Choosing the Right Yoga Mat

By Daniel Szalok

It doesn't matter if you haven't tried yoga yet or you've been into it for a number of years, you will either need a mat now, or you'll have to get new one in the near future. You might have started off with those really colorful but inexpensive mats, but found out they smelled strongly of chemicals? Or you tried the more earth-friendly yoga mat created from jute. It smelled alright, but then it didn't last for more than a couple of months, right? What does a Yogi do in such a situation? How do you actually choose a good mat?

Regular Plastic Yoga Mats

This is a mistake made by many first timers. It really is inexpensive, which is why many newbies go for it. But let me tell you, it's a big mistake if you're looking for Yoga to be a long term thing. First and foremost, it's really very thin. Apart from that doesn't it doesn't give a lot of good cushioning. Also, it smells of strong chemicals, and these are definitely not good for your health! Such types of mats are produced using Phthalates, which is a chemical that turns any hard plastic into soft plastic causing kidney and lung damage in rats. Never leave this form of Yoga mat in the car, ever. As it releases a harmful chemical it's left in a hot environment. And if you're big on the environment and surroundings, these are definitely not for you. This is because they are made using environmentally dangerous procedures.

Jute Yoga Mats

Jute yoga mats on the other hand are highly environmentally friendly. However, even they have some negative points. They are created using porous plants, that's how they are able to absorb any of your sweat while practicing yoga. This gives rise to kind of a matching smell to your sweaty body, which weakens structure with time.

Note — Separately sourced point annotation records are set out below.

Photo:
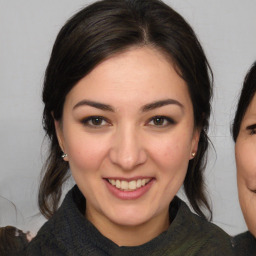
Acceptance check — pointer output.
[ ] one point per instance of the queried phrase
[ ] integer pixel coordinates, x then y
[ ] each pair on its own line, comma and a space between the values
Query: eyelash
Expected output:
252, 129
163, 121
86, 121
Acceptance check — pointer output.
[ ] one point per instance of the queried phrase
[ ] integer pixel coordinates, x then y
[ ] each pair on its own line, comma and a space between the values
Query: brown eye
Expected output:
161, 121
95, 121
158, 121
251, 129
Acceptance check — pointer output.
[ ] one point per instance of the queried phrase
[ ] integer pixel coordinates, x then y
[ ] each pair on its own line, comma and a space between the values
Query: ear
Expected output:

It won't fall apart just like that but you can't expect a long life from it if you're planning to do Yoga for a long time.

Rubber Yoga Mats

These are one of the best types for anyone who is environmentally conscious and wants to save money. They are strong and not too expensive. Rubber happens to be a replaceable resource, but just make sure the mat isn't created out of synthetic rubber. It's made using a process that's environmentally unfriendly, and can give rise to the same type of health problems, although but not really as bad as the other phthalate mats. If you're allergic to latex, natural rubber mats could be a problem. But you do get latex free and phthalate free mats, they are just costlier. These are worth it and better than exercising on dangerous chemicals or the rubber that just aggravates your allergies.